Researchers also found that transgenics had higher rates of flowering, more flowers and 48 to 125 percent more seeds per plant than nontransgenics.

Making weedy rice more competitive may increase the issues it creates for farmers across the globe whose plots are invaded by pests, Lu says.

https://www.zennoh.or.jp/eigi/research/pdf/gr334_06.pdf "If the EPSP-synthase genes are introduced into the wild rice plant, their genetic diversity, which is really essential to protect, could be threatened because the transgene's genotype will outcompete the normal species," Brian Ford-Lloyd an expert in plant genetics at the University of Birmingham, UK. "This is one the most evident examples of highly plausible harmful effects [of GM crops] on the environment."

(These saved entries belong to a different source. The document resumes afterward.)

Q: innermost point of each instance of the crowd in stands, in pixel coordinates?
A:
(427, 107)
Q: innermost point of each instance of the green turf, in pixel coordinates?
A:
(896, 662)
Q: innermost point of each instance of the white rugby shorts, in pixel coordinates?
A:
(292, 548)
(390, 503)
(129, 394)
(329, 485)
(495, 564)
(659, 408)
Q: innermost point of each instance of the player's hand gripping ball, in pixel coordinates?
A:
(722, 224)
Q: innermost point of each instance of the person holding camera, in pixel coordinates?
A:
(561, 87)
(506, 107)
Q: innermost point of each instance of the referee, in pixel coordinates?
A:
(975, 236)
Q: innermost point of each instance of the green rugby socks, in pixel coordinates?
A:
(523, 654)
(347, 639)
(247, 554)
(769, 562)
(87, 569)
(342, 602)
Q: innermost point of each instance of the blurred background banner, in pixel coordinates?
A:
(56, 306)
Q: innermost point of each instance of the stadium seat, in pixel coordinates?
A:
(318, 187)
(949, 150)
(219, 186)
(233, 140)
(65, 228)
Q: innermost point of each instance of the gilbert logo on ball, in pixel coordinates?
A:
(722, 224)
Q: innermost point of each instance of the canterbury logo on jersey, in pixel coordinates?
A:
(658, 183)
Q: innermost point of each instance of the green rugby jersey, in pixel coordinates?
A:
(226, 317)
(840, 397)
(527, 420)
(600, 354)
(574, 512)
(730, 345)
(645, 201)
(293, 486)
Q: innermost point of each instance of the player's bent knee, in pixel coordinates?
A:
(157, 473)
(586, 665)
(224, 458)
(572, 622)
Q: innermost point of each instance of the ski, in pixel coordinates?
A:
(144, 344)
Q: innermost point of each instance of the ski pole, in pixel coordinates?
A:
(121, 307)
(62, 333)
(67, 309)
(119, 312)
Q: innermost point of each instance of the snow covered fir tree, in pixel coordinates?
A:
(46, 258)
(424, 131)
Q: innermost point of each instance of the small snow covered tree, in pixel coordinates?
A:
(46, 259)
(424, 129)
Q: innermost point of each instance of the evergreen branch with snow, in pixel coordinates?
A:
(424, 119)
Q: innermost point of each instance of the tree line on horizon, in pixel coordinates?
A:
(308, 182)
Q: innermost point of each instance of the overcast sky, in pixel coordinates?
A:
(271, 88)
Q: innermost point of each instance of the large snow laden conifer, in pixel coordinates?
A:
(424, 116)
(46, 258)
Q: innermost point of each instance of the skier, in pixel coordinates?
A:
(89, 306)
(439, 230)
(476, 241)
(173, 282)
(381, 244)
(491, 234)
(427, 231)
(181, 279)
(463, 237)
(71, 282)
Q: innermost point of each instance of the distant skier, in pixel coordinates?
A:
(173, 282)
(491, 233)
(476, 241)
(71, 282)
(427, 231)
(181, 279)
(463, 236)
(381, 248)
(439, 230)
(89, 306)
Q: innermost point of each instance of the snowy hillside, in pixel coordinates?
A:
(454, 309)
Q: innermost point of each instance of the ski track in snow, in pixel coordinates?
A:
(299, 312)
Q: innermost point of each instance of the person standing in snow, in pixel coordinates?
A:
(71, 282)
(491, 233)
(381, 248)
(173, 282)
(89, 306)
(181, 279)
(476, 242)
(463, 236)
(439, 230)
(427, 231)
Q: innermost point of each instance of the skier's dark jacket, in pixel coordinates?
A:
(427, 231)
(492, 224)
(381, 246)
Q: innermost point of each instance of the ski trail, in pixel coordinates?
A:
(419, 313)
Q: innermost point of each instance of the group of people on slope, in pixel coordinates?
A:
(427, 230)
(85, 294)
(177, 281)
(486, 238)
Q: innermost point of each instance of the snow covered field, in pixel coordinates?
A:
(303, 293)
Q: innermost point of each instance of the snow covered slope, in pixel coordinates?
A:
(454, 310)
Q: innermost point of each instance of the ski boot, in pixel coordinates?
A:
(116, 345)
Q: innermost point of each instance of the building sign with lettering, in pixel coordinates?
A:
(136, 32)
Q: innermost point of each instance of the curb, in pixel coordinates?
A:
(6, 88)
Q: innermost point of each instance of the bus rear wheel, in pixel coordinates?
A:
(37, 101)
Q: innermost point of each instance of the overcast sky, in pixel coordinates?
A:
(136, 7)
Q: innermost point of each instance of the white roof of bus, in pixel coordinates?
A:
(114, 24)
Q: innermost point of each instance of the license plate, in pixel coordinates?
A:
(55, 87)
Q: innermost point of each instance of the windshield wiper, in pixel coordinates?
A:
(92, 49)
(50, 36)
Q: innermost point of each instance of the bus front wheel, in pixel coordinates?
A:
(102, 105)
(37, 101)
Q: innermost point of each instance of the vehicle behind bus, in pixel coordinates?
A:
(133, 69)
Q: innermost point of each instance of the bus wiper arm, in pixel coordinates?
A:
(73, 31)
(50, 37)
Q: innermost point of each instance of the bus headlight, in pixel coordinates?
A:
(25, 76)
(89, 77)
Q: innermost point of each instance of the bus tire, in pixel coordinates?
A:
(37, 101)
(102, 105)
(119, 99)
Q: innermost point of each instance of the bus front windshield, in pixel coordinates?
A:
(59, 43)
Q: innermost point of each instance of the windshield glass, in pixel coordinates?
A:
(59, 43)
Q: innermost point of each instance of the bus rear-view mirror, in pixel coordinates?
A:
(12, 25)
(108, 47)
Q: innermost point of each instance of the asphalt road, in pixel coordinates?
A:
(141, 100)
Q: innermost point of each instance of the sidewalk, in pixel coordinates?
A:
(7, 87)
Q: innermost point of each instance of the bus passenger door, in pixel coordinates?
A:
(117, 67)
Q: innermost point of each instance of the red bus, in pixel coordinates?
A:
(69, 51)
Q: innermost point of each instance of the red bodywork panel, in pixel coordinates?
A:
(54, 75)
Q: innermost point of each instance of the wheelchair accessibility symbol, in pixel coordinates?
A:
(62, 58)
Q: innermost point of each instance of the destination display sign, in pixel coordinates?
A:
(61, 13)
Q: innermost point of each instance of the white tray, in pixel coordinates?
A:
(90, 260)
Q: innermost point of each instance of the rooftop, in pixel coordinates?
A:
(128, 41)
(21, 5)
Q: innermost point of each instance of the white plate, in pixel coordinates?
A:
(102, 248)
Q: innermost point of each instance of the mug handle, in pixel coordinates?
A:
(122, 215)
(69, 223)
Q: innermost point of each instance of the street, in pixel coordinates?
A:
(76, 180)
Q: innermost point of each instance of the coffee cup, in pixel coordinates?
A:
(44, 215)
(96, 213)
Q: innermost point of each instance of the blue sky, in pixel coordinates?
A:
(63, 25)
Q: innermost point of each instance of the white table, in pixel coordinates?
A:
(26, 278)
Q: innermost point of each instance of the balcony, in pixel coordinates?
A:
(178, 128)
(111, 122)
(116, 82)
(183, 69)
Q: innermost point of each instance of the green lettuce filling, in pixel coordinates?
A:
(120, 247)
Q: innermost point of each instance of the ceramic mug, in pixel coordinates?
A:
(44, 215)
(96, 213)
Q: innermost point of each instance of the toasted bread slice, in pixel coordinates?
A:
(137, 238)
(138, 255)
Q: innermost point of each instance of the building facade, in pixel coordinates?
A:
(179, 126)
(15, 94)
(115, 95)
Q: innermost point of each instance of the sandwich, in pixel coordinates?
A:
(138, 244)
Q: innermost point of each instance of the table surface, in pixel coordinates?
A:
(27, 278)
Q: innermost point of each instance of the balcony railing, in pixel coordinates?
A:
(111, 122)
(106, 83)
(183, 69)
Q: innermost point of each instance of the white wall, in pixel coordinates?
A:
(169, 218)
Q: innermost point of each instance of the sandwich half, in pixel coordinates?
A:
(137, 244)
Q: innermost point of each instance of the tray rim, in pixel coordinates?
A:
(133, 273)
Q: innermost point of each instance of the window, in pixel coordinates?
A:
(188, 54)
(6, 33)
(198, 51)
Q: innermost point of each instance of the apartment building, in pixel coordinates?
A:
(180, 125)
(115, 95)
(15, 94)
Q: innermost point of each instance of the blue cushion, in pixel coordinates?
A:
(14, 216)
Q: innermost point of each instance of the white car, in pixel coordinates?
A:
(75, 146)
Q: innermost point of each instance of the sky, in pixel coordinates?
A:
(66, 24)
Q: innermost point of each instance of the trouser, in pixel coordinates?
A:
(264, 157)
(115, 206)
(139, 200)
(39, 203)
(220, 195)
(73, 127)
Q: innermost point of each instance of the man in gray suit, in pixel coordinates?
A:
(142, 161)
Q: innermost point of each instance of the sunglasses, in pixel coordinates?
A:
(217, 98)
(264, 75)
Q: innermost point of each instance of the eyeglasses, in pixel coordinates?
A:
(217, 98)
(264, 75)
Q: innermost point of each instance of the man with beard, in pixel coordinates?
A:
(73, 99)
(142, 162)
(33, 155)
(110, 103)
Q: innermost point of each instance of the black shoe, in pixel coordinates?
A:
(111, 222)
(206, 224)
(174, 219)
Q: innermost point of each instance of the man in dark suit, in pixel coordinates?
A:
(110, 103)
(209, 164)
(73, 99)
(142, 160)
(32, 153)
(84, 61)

The study also challenges the notion that genetically modified plants with extra copies of their own genes are safer than those containing the genes of microorganisms. Lu says that "our study is not proving that this is the case."

Researchers say the findings call for a rethinking of how genetically modified plants will be regulated in the near future. https://search.rakuten.co.jp/search/mall/%E3%83%A9%E3%82%A6%E3%83%B3%E3%83%89%E3%82%A2%E3%83%83%E3%83%97/ Ellstrand believes that some believe that biosafety regulations could be relaxed given the past over two decades of genetic engineering. "But, the study showed that the new technologies still need to be evaluated with care."